Selon M. Nguyen Van Lap, directeur adjoint du Département de l'agriculture et du développement rural, il est crucial de traiter efficacement les liens entre la production, la transformation et la consommation des produits agricoles. Les entreprises désignées par la province comme disposant de zones de production de matières premières destinées aux agriculteurs et possédant des installations de transformation et des usines, doivent conclure des accords contractuels avec les producteurs, conformément aux directives de la décision n° 62 (remplaçant la décision n° 80) du Premier ministre. Il s'agit de l'étape la plus importante pour relier les zones de production de matières premières aux installations de transformation. Lors de la mise en œuvre de ces accords, entreprises et agriculteurs doivent faire preuve de loyauté réciproque ; en cas de fluctuations des prix, ils doivent dialoguer et parvenir à des accords raisonnables pour garantir un bénéfice mutuel, tout en respectant les types de cultures prévus et en évitant les coupes arbitraires lorsque les récoltes sont improductives à certaines périodes.

Les entreprises doivent poursuivre leurs efforts d'innovation, de modernisation et d'application des progrès scientifiques et technologiques, en s'orientant vers des usines produisant et transformant des produits plus raffinés, utilisant moins de matières premières, mais avec des prix de vente plus élevés et une rentabilité accrue. M. Nguyen Van Tri, directeur de l'entreprise de thé Ngoc Lam, a ajouté : « Outre la ligne de production de thé noir CTC, l'entreprise a récemment investi 5 milliards de VND dans l'importation d'une ligne de production de thé vert dotée d'une technologie moderne, produisant des produits répondant aux exigences strictes du marché d'exportation. Ce sont des signes encourageants qu'il convient de reproduire. » Par ailleurs, une solution essentielle consiste pour les zones de production de matières premières à se concentrer sur l'application des progrès scientifiques et technologiques en matière de sélection des semences et d'agriculture intensive afin d'améliorer la productivité et la qualité, de réduire les coûts de production et de garantir la rentabilité tant pour les entreprises que pour les agriculteurs, favorisant ainsi la fidélisation à la région productrice de matières premières. Actuellement, seuls 5 000 hectares sur 8 000 de plantations de thé dans la province sont en production, et 3 000 hectares sur 8 000 de plantations d'hévéas sont exploités. Les entreprises doivent prévoir la construction de nouvelles usines de traitement pour répondre à la demande lorsque la superficie restante sera prête à être exploitée.

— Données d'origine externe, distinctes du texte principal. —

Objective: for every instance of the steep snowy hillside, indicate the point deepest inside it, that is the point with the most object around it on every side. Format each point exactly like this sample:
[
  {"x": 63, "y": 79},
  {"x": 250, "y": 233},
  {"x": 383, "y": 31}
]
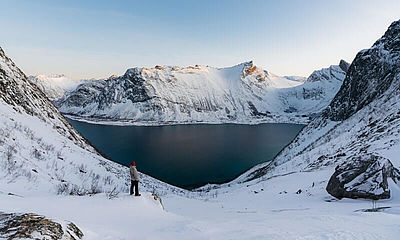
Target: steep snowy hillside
[
  {"x": 168, "y": 95},
  {"x": 39, "y": 150},
  {"x": 54, "y": 86},
  {"x": 358, "y": 132}
]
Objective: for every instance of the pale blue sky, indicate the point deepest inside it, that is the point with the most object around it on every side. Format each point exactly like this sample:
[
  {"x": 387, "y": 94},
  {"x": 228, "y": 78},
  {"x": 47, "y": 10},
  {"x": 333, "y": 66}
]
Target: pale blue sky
[{"x": 85, "y": 39}]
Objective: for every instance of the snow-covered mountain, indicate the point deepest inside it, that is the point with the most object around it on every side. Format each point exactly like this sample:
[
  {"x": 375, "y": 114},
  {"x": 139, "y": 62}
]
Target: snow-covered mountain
[
  {"x": 40, "y": 151},
  {"x": 239, "y": 94},
  {"x": 55, "y": 85},
  {"x": 358, "y": 133}
]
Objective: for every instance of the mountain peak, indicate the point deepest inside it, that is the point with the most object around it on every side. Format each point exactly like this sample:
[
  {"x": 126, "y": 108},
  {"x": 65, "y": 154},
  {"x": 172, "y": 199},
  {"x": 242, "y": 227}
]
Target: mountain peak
[
  {"x": 344, "y": 65},
  {"x": 372, "y": 73}
]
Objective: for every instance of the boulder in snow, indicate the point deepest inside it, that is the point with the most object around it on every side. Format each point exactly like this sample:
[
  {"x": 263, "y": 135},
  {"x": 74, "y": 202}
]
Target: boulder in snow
[{"x": 363, "y": 177}]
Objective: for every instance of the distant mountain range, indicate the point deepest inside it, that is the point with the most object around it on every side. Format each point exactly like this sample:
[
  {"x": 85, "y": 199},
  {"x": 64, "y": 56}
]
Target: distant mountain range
[
  {"x": 358, "y": 133},
  {"x": 200, "y": 94},
  {"x": 41, "y": 152}
]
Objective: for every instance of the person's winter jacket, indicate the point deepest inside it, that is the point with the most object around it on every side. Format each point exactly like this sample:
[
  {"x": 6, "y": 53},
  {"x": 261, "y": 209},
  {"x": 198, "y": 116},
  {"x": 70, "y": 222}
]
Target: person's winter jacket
[{"x": 134, "y": 173}]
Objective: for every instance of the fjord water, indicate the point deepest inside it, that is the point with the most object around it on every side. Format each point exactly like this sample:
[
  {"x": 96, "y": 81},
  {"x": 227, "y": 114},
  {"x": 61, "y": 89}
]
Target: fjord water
[{"x": 190, "y": 156}]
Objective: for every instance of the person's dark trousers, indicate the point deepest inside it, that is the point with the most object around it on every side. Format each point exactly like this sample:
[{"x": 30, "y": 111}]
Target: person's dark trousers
[{"x": 136, "y": 184}]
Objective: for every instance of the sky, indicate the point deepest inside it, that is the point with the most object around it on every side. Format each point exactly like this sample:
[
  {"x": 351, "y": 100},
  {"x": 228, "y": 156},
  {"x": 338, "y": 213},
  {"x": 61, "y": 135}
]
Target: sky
[{"x": 96, "y": 39}]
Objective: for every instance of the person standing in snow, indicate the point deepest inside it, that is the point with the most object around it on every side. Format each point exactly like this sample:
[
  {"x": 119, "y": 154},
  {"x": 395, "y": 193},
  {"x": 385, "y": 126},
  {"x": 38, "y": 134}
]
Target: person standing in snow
[{"x": 134, "y": 179}]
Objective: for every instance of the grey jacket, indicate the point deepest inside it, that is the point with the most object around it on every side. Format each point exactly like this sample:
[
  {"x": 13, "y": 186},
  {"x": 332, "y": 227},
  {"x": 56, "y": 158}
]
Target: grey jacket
[{"x": 134, "y": 174}]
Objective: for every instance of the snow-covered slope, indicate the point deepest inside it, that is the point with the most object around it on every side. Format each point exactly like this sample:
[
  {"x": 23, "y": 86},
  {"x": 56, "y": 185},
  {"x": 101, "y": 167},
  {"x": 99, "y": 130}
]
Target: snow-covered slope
[
  {"x": 39, "y": 150},
  {"x": 359, "y": 131},
  {"x": 168, "y": 95},
  {"x": 54, "y": 86}
]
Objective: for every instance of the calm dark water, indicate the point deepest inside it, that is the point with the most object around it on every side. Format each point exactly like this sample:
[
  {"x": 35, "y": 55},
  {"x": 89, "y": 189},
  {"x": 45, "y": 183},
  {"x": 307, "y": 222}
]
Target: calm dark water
[{"x": 190, "y": 155}]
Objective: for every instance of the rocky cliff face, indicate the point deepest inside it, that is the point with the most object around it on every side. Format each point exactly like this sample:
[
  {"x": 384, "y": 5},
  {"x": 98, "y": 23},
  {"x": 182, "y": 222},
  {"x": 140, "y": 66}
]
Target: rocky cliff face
[
  {"x": 40, "y": 152},
  {"x": 370, "y": 75},
  {"x": 358, "y": 132},
  {"x": 243, "y": 94}
]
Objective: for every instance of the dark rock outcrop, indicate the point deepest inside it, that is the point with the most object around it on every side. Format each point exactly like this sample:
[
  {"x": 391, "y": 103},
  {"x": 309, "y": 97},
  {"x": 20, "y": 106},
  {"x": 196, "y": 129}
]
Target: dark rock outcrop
[
  {"x": 32, "y": 226},
  {"x": 372, "y": 72},
  {"x": 363, "y": 177}
]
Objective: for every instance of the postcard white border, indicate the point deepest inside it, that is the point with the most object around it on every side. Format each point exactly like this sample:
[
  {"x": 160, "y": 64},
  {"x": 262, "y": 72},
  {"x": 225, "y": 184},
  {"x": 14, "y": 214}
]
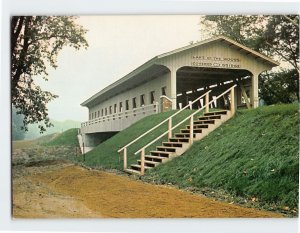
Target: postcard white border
[{"x": 97, "y": 7}]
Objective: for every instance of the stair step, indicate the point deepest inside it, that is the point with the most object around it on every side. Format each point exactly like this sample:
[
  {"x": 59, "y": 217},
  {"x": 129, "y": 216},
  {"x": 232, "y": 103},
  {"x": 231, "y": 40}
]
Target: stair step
[
  {"x": 138, "y": 167},
  {"x": 147, "y": 163},
  {"x": 184, "y": 135},
  {"x": 161, "y": 153},
  {"x": 204, "y": 122},
  {"x": 174, "y": 144},
  {"x": 200, "y": 126},
  {"x": 132, "y": 171},
  {"x": 184, "y": 140},
  {"x": 210, "y": 117},
  {"x": 153, "y": 158},
  {"x": 222, "y": 112},
  {"x": 188, "y": 130},
  {"x": 166, "y": 148}
]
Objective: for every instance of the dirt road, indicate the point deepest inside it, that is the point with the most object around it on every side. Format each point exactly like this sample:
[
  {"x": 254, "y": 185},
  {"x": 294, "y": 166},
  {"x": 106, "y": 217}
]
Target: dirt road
[{"x": 65, "y": 190}]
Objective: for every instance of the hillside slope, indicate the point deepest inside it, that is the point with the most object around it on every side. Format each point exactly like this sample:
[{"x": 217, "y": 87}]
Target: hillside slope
[{"x": 255, "y": 154}]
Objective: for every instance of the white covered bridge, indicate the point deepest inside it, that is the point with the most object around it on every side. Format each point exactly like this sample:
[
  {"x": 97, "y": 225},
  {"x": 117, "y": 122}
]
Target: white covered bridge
[{"x": 171, "y": 81}]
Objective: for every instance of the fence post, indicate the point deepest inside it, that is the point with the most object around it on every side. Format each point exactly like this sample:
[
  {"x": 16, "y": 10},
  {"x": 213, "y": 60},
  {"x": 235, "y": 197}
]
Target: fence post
[
  {"x": 125, "y": 158},
  {"x": 191, "y": 129},
  {"x": 143, "y": 161},
  {"x": 170, "y": 128},
  {"x": 232, "y": 101},
  {"x": 206, "y": 102}
]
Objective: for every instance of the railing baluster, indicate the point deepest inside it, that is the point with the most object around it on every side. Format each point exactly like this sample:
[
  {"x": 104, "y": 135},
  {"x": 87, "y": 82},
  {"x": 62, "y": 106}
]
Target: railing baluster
[
  {"x": 125, "y": 158},
  {"x": 143, "y": 161},
  {"x": 232, "y": 101},
  {"x": 192, "y": 129},
  {"x": 170, "y": 128},
  {"x": 187, "y": 118}
]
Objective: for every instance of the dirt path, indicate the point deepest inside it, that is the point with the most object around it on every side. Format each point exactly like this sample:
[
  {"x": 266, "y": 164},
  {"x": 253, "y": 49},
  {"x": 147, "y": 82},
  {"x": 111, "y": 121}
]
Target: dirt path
[{"x": 66, "y": 190}]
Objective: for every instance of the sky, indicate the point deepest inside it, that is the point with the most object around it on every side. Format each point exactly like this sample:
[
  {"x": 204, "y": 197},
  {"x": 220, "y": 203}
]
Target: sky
[{"x": 117, "y": 45}]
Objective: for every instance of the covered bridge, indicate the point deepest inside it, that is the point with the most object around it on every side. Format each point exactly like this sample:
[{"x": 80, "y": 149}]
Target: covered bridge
[{"x": 171, "y": 80}]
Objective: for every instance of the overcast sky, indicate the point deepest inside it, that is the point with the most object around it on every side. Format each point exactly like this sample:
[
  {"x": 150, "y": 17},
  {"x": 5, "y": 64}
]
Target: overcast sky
[{"x": 117, "y": 45}]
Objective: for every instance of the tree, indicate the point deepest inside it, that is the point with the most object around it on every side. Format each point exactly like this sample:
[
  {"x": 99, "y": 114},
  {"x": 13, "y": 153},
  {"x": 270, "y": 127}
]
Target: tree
[
  {"x": 276, "y": 36},
  {"x": 17, "y": 121},
  {"x": 35, "y": 44}
]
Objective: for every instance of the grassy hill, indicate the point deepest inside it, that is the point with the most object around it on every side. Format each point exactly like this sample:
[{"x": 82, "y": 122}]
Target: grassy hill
[
  {"x": 106, "y": 156},
  {"x": 255, "y": 154},
  {"x": 58, "y": 127}
]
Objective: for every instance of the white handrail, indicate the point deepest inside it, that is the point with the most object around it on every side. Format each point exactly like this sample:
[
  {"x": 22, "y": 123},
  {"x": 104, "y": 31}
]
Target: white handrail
[
  {"x": 130, "y": 143},
  {"x": 192, "y": 115},
  {"x": 139, "y": 110}
]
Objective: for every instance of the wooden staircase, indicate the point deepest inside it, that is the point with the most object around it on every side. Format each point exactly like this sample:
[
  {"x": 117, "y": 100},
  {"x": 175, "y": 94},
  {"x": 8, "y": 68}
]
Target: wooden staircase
[{"x": 182, "y": 141}]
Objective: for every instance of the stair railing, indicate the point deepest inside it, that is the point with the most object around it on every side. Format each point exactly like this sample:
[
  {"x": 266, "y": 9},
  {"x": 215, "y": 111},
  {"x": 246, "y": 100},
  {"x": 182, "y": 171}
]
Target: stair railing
[
  {"x": 191, "y": 123},
  {"x": 169, "y": 119}
]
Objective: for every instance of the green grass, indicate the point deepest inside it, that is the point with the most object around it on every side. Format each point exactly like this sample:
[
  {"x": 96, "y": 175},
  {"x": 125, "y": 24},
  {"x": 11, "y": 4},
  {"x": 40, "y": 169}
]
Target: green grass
[
  {"x": 66, "y": 138},
  {"x": 255, "y": 154},
  {"x": 106, "y": 156}
]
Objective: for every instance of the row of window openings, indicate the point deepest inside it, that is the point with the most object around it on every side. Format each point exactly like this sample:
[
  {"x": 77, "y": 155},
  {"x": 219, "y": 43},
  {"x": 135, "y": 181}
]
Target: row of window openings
[{"x": 134, "y": 105}]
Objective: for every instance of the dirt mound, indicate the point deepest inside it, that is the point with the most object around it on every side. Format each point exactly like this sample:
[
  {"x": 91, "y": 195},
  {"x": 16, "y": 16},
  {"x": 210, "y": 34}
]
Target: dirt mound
[{"x": 71, "y": 191}]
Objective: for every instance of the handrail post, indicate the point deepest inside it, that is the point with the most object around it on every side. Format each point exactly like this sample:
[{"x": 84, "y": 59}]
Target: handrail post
[
  {"x": 143, "y": 161},
  {"x": 170, "y": 128},
  {"x": 232, "y": 100},
  {"x": 206, "y": 103},
  {"x": 125, "y": 158},
  {"x": 191, "y": 129}
]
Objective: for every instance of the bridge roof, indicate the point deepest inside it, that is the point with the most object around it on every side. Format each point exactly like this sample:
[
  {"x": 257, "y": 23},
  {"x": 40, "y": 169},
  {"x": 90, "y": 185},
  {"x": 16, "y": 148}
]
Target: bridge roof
[{"x": 153, "y": 65}]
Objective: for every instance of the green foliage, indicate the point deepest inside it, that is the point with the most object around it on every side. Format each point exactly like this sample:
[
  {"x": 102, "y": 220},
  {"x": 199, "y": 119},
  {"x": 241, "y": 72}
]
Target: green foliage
[
  {"x": 255, "y": 154},
  {"x": 58, "y": 127},
  {"x": 17, "y": 133},
  {"x": 35, "y": 44},
  {"x": 280, "y": 87},
  {"x": 66, "y": 138}
]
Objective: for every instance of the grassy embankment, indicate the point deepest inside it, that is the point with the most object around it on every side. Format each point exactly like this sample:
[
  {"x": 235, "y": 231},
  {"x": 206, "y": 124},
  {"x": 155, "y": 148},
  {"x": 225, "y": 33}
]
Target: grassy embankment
[{"x": 254, "y": 155}]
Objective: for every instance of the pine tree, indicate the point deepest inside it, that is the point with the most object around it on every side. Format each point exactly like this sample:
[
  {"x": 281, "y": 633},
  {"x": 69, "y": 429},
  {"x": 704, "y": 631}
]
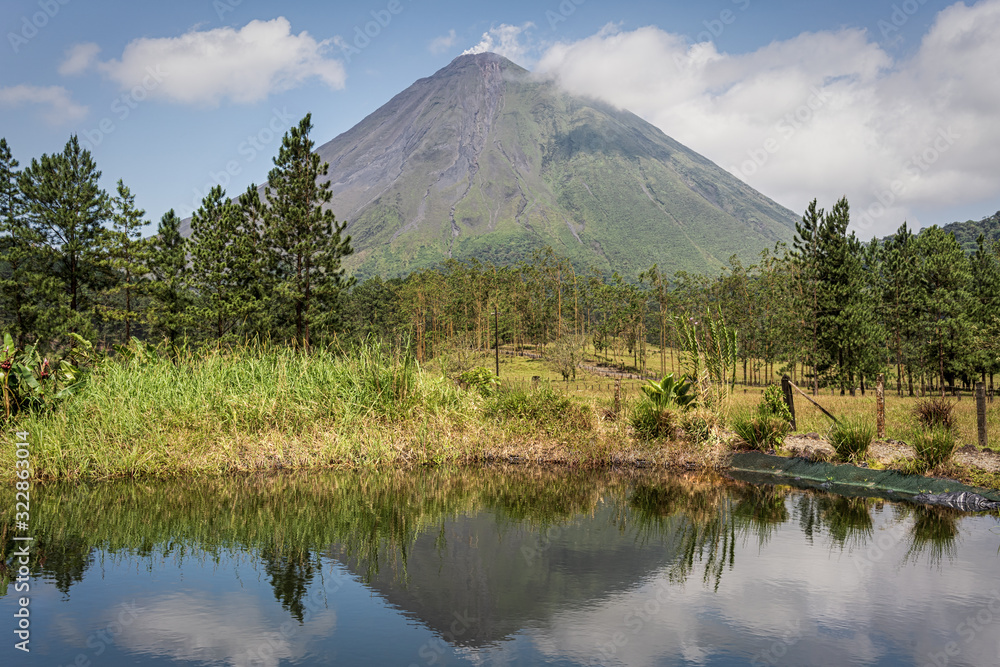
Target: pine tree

Pour atteindre ces objectifs, les agences étatiques, et notamment les collectivités locales, doivent renforcer leur gestion afin de garantir la bonne application des plans approuvés et charger les services spécialisés de transférer et d'accompagner les agriculteurs dans l'application des progrès scientifiques et technologiques. Elles doivent aider les entreprises et les agriculteurs à respecter leurs contrats, à résoudre les litiges, à renforcer les contrôles et la supervision, et à sanctionner sévèrement les entités et les personnes qui enfreignent la réglementation étatique relative aux investissements dans la construction d'installations de production et de transformation de cultures industrielles. Les principales zones d'extraction des matières premières destinées à la transformation se situent dans des régions montagneuses où les conditions de vie restent difficiles. Par conséquent, l'État a besoin de mécanismes et de politiques appropriés pour inciter les entreprises à investir dans la construction de ces zones, à transférer les progrès scientifiques et technologiques et à commercialiser les produits destinés à la population.